Entre 1990 e 2000, o número de migrantes qualificadas aumentou 73%, passando de 5,8 milhões para 10,1 milhões enquanto, ao mesmo tempo, a porcentagem das mulheres migrantes não qualificadas aumentou “só” 22%. Em todo o mundo, com exceção da África Central, essa proporção foi superior à dos homens. A razão dessa explosão deve-se em parte ao fato de que o acesso das mulheres ao ensino superior aumentou mais rápido do que o dos homens, por recuperação. Em nível mundial, a população das mulheres instruídas aumentou 68% – até 105% nos países menos desenvolvidos – ao passo que a dos homens aumentou 42% (71% nos países menos desenvolvidos).

Reação em cadeia

“Para a grande maioria dos países africanos, o fenômeno de fuga dos cérebros afeta mais as mulheres do que os homens”, afirma Marfouk, que acredita que “as mulheres africanas mais instruídas constituem o grupo mais móbil internacionalmente”.

Em certos países, como a República Democrática do Congo, Nigéria ou Tunísia, o índice de emigração das mulheres qualificadas é dez vezes superior ao dos homens qualificados. Sabendo que a porcentagem de mulheres formadas na África dentro da população ativa é muito baixa (2,4%), pode-se imaginar a dimensão da perda para os países de origem.
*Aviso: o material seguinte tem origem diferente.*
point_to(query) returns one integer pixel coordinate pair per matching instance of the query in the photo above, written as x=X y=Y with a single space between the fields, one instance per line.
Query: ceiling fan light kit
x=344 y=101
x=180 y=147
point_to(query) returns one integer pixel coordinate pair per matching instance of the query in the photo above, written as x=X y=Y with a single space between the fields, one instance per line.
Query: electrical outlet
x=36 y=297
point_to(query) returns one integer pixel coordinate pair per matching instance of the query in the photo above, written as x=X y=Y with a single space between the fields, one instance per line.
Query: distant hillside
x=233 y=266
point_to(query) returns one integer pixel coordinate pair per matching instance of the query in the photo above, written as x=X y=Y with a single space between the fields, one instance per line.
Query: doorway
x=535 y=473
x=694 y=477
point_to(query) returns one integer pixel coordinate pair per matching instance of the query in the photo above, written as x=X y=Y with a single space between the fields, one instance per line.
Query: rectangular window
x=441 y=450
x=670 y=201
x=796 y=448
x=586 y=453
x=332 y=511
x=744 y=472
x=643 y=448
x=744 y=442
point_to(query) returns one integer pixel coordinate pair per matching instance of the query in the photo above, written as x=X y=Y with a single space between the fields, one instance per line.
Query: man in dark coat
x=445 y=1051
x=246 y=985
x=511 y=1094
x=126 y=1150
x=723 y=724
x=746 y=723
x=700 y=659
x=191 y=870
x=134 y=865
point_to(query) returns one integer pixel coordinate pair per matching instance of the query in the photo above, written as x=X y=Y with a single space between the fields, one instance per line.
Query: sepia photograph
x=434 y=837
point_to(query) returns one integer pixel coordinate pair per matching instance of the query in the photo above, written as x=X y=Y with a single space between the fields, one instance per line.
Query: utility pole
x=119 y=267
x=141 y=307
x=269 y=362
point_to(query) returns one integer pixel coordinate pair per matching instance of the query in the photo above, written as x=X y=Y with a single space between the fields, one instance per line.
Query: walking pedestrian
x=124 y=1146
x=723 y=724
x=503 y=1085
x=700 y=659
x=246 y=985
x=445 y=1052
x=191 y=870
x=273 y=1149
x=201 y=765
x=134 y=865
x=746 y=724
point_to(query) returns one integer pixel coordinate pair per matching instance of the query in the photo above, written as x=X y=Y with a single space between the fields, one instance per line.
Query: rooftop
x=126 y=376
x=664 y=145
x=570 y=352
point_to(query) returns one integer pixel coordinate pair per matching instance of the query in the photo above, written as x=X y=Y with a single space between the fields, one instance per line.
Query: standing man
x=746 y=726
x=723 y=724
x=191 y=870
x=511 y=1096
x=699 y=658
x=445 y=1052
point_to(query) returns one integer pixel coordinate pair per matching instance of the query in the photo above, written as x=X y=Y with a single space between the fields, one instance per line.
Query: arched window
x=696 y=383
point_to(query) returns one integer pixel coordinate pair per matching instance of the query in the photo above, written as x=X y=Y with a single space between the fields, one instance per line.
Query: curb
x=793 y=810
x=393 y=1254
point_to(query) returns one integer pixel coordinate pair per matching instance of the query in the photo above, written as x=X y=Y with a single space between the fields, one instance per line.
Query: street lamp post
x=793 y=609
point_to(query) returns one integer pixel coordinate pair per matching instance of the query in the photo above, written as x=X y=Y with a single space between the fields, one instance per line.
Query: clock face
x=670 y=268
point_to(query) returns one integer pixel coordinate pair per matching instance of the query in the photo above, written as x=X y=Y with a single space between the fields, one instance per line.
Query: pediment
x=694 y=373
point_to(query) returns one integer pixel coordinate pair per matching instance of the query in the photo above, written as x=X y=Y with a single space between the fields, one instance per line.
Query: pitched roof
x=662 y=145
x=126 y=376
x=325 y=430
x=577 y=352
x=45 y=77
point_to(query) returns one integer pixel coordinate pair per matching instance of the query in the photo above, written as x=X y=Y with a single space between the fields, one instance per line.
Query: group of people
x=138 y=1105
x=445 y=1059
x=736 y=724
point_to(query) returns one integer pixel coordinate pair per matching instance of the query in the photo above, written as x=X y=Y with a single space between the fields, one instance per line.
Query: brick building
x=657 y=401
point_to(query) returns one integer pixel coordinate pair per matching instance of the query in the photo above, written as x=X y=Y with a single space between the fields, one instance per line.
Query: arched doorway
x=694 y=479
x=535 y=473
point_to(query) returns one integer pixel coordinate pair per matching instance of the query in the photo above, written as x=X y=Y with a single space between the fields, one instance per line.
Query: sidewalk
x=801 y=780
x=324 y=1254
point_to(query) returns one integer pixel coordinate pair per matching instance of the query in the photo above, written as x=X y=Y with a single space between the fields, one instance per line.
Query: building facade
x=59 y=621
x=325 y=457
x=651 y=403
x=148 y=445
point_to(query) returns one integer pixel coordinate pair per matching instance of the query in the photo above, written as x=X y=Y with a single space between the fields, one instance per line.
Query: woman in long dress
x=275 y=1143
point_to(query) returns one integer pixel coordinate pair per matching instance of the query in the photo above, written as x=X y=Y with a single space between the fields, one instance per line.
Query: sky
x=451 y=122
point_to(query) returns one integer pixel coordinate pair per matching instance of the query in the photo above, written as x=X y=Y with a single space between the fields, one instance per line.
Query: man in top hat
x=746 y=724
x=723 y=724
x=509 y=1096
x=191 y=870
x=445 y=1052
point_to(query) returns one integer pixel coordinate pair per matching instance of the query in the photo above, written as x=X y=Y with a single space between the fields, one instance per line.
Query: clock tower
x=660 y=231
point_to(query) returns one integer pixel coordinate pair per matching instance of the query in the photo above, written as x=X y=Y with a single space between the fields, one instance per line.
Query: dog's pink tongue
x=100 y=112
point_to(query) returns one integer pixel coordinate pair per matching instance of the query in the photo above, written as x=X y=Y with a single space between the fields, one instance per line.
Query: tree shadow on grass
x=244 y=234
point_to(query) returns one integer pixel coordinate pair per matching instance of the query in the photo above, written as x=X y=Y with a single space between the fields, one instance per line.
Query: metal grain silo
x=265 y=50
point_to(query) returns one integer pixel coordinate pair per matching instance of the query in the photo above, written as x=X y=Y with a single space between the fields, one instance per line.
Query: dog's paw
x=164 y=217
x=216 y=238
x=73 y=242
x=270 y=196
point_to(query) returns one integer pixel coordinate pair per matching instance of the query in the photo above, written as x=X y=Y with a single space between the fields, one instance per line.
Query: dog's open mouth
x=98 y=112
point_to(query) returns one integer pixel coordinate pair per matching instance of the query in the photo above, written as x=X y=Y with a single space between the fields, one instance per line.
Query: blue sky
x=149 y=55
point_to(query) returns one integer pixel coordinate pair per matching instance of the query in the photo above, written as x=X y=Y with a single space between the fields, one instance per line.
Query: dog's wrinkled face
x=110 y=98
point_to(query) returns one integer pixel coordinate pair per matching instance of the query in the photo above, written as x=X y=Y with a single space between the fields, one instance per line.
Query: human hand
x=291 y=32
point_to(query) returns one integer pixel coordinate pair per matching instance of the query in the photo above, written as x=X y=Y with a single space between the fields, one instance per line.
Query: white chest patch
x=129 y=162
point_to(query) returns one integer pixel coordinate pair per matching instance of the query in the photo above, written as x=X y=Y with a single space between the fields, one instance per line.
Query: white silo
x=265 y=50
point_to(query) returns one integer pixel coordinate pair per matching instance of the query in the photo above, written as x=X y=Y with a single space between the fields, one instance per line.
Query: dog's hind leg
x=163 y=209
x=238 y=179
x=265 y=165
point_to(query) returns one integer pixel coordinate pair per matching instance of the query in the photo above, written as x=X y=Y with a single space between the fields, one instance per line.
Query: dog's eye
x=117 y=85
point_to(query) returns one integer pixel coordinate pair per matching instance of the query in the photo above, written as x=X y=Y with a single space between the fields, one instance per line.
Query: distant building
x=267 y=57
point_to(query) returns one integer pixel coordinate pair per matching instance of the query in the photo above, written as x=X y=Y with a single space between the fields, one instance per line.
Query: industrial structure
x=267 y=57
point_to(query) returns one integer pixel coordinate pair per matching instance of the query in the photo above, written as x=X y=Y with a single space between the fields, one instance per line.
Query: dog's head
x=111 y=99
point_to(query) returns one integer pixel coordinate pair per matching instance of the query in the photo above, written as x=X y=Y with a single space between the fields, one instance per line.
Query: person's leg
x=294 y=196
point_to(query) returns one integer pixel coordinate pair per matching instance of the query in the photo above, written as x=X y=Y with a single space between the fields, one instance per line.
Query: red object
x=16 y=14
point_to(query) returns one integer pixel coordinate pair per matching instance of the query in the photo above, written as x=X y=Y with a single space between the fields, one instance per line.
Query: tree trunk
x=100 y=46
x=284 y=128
Essa emigração pesa sobre os países de origem de forma talvez mais grave do que a dos homens. Pois provou-se que a educação das mulheres é um elemento essencial do desenvolvimento, com reação em cadeia sobre a mortalidade infantil, educação das crianças e sua saúde. Além disso, “mesmo que de forma geral elas sejam menos bem remuneradas do que os homens migrantes, as mulheres transferem uma proporção maior de sua renda para os países de origem”, garante Marfouk.

O exemplo do Marrocos é prova disso: a contribuição das marroquinas que emigraram para um país da OCDE representa 5,4% do Produto Interno Bruto (PIB) desse país onde 11% da população vive em uma família beneficiada por uma transferência. E entre essas migrantes, 20% são formadas, contra 18% dos homens, segundo Marfouk.

O Marrocos, que há três anos possui um Conselho Consultivo dos Marroquinos no Exterior, criou um “grupo de trabalho sobre a questão do gênero”. Coordenado por Amina Ennceiri, que trabalha na Agência Francesa das Migrações Internacionais, nesses dois últimos anos ele se empenhou em reunir essas marroquinas de todas as idades e grupos sociais.

“Cada vez mais mulheres partem sozinhas”, diz Ennceiri. “Elas se tornam de fato chefes de família. Sua influência é, portanto, preponderante para o Marrocos”. Entre elas, há cada vez mais formadas, confirma. Mas para o Marrocos, assim como para o resto da África, o fenômeno atinge mais os países árabes ou o Líbano, por exemplo, do que a Europa.